U Professor to Teach Students How the 2016 Presidential Election Affected Conspiracy Theories

dnews bob goldberg Kamryn Broschinsky

From the claim that Hillary Clinton is a lizard-person to the suspicion that Ted Cruz is the Zodiac Killer, conspiracy theories made headlines throughout the 2016 presidential race.  These theories have been fueled by fake news, much of which, as the Washington Post revealed in November, is believed to have been part of a Russian ploy to influence the elections in favor of President-elect Donald Trump.  These stories spread like wildfire; one article was even shared by a former member of Trump’s transition team.

Humanities professor Robert Goldberg is teaching a class on conspiracy theories in Fall 2017 and is excited to incorporate the influence of the 2016 election and Trump’s presidency on the way conspiracy theories are perceived by Americans.

“Students will study conspiracy theories throughout American History,” Goldberg said. “Trump’s role as a significant figure in our politics and history will be discussed, specifically how he facilitates and encourages Americans to believe in conspiracy theories.”

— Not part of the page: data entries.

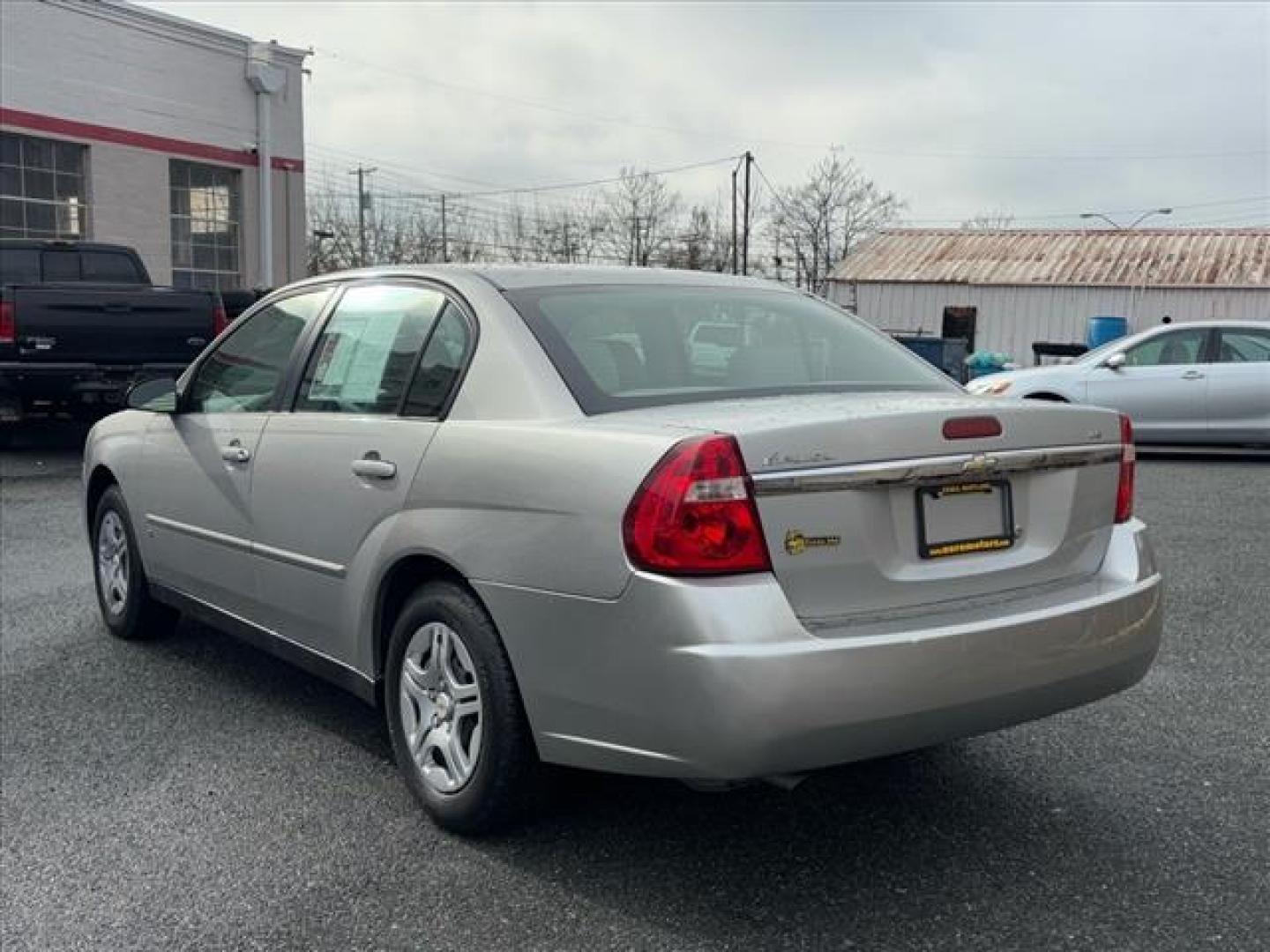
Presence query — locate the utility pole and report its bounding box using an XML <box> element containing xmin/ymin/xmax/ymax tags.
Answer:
<box><xmin>348</xmin><ymin>165</ymin><xmax>378</xmax><ymax>268</ymax></box>
<box><xmin>731</xmin><ymin>169</ymin><xmax>741</xmax><ymax>274</ymax></box>
<box><xmin>441</xmin><ymin>191</ymin><xmax>450</xmax><ymax>264</ymax></box>
<box><xmin>741</xmin><ymin>148</ymin><xmax>754</xmax><ymax>274</ymax></box>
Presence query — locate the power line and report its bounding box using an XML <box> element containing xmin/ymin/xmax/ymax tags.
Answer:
<box><xmin>314</xmin><ymin>48</ymin><xmax>1270</xmax><ymax>161</ymax></box>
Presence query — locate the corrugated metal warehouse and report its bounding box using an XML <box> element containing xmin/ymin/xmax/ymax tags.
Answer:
<box><xmin>828</xmin><ymin>228</ymin><xmax>1270</xmax><ymax>364</ymax></box>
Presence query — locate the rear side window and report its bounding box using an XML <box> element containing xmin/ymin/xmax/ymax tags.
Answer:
<box><xmin>0</xmin><ymin>248</ymin><xmax>40</xmax><ymax>285</ymax></box>
<box><xmin>1217</xmin><ymin>328</ymin><xmax>1270</xmax><ymax>363</ymax></box>
<box><xmin>80</xmin><ymin>251</ymin><xmax>142</xmax><ymax>285</ymax></box>
<box><xmin>508</xmin><ymin>286</ymin><xmax>955</xmax><ymax>413</ymax></box>
<box><xmin>296</xmin><ymin>285</ymin><xmax>445</xmax><ymax>413</ymax></box>
<box><xmin>402</xmin><ymin>305</ymin><xmax>471</xmax><ymax>416</ymax></box>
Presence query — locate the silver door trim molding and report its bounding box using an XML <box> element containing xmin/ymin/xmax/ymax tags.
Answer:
<box><xmin>251</xmin><ymin>542</ymin><xmax>344</xmax><ymax>579</ymax></box>
<box><xmin>146</xmin><ymin>513</ymin><xmax>251</xmax><ymax>552</ymax></box>
<box><xmin>751</xmin><ymin>443</ymin><xmax>1124</xmax><ymax>496</ymax></box>
<box><xmin>146</xmin><ymin>513</ymin><xmax>347</xmax><ymax>579</ymax></box>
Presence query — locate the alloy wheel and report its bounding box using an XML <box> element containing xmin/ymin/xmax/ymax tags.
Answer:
<box><xmin>399</xmin><ymin>622</ymin><xmax>482</xmax><ymax>793</ymax></box>
<box><xmin>96</xmin><ymin>509</ymin><xmax>130</xmax><ymax>615</ymax></box>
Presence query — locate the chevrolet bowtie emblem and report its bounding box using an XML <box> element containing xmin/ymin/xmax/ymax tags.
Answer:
<box><xmin>961</xmin><ymin>453</ymin><xmax>997</xmax><ymax>472</ymax></box>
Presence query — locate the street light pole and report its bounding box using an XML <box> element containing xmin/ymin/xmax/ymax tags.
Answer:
<box><xmin>1080</xmin><ymin>208</ymin><xmax>1174</xmax><ymax>231</ymax></box>
<box><xmin>1080</xmin><ymin>208</ymin><xmax>1174</xmax><ymax>330</ymax></box>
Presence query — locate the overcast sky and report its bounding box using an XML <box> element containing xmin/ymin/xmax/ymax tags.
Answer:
<box><xmin>153</xmin><ymin>0</ymin><xmax>1270</xmax><ymax>226</ymax></box>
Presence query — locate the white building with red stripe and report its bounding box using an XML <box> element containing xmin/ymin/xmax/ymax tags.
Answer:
<box><xmin>0</xmin><ymin>0</ymin><xmax>307</xmax><ymax>289</ymax></box>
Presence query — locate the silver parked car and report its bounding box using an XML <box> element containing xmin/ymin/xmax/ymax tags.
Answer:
<box><xmin>84</xmin><ymin>266</ymin><xmax>1162</xmax><ymax>831</ymax></box>
<box><xmin>967</xmin><ymin>321</ymin><xmax>1270</xmax><ymax>444</ymax></box>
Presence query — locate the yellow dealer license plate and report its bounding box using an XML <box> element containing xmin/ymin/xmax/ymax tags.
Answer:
<box><xmin>917</xmin><ymin>480</ymin><xmax>1015</xmax><ymax>559</ymax></box>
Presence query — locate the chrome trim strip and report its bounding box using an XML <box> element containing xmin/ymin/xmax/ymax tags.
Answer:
<box><xmin>751</xmin><ymin>443</ymin><xmax>1123</xmax><ymax>496</ymax></box>
<box><xmin>146</xmin><ymin>513</ymin><xmax>251</xmax><ymax>552</ymax></box>
<box><xmin>251</xmin><ymin>542</ymin><xmax>344</xmax><ymax>579</ymax></box>
<box><xmin>542</xmin><ymin>731</ymin><xmax>684</xmax><ymax>764</ymax></box>
<box><xmin>146</xmin><ymin>513</ymin><xmax>346</xmax><ymax>579</ymax></box>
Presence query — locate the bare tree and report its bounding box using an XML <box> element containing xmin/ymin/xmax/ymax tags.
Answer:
<box><xmin>606</xmin><ymin>167</ymin><xmax>682</xmax><ymax>266</ymax></box>
<box><xmin>771</xmin><ymin>148</ymin><xmax>904</xmax><ymax>292</ymax></box>
<box><xmin>309</xmin><ymin>151</ymin><xmax>904</xmax><ymax>291</ymax></box>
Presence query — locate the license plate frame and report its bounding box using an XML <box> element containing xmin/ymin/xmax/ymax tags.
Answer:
<box><xmin>915</xmin><ymin>480</ymin><xmax>1015</xmax><ymax>560</ymax></box>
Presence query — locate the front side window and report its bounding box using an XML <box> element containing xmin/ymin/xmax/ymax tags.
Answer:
<box><xmin>1124</xmin><ymin>328</ymin><xmax>1207</xmax><ymax>367</ymax></box>
<box><xmin>1217</xmin><ymin>328</ymin><xmax>1270</xmax><ymax>363</ymax></box>
<box><xmin>508</xmin><ymin>286</ymin><xmax>952</xmax><ymax>413</ymax></box>
<box><xmin>0</xmin><ymin>132</ymin><xmax>87</xmax><ymax>240</ymax></box>
<box><xmin>169</xmin><ymin>159</ymin><xmax>243</xmax><ymax>291</ymax></box>
<box><xmin>296</xmin><ymin>285</ymin><xmax>445</xmax><ymax>413</ymax></box>
<box><xmin>187</xmin><ymin>288</ymin><xmax>330</xmax><ymax>413</ymax></box>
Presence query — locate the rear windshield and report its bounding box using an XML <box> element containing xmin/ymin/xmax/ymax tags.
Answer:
<box><xmin>508</xmin><ymin>285</ymin><xmax>952</xmax><ymax>413</ymax></box>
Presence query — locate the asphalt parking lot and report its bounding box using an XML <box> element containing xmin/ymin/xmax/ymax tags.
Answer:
<box><xmin>0</xmin><ymin>428</ymin><xmax>1270</xmax><ymax>952</ymax></box>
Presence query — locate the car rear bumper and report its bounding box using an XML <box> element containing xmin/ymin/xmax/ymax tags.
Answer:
<box><xmin>477</xmin><ymin>522</ymin><xmax>1163</xmax><ymax>779</ymax></box>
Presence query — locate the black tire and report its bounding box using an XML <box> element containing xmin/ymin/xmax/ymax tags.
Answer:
<box><xmin>384</xmin><ymin>582</ymin><xmax>542</xmax><ymax>836</ymax></box>
<box><xmin>92</xmin><ymin>487</ymin><xmax>179</xmax><ymax>641</ymax></box>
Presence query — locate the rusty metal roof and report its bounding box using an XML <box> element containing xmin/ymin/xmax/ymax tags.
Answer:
<box><xmin>829</xmin><ymin>228</ymin><xmax>1270</xmax><ymax>288</ymax></box>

Throughout his campaign, Trump frequently made claims that developed into conspiracy theories.  He regularly called the election “rigged” and continued to question whether or not President Barack Obama was born in the United States, a theory Trump previously propagated during the 2008 presidential election.

“President-elect Trump frequently and briefly commented on or tweeted about conspiracies, but he rarely discussed them,” Goldberg said.  “He was content to make accusations but never enunciated in detail how a conspiracy worked nor who were the conspirators.”

Goldberg aims to explore the roots and structures of conspiracies with students because he believes that as conspiracy theories become more widespread, it is increasingly important that the populace can identify them.

“I think that Trump enhanced conspiracy theorists’ credibility and profoundly affected Americans’ faith and trust in the key institutions of our society,” said Goldberg. “He also emboldened conspiracy theorists who weave plots without factual basis and with serious errors in logic.”

Goldberg hopes that his students, and by extension the general population, will try to think critically before taking information as fact.

“Conspiracies theories divide us as a people,” Goldberg said.  “Americans must resist the conspiracy entrepreneurs among us by analyzing carefully what we read and hear.  Seek sources that balance seemingly attractive conspiracy theories. We must call out those who attack our fellow Americans and spread dissension. We cannot give into our fears.  That only makes us smaller than we can be.”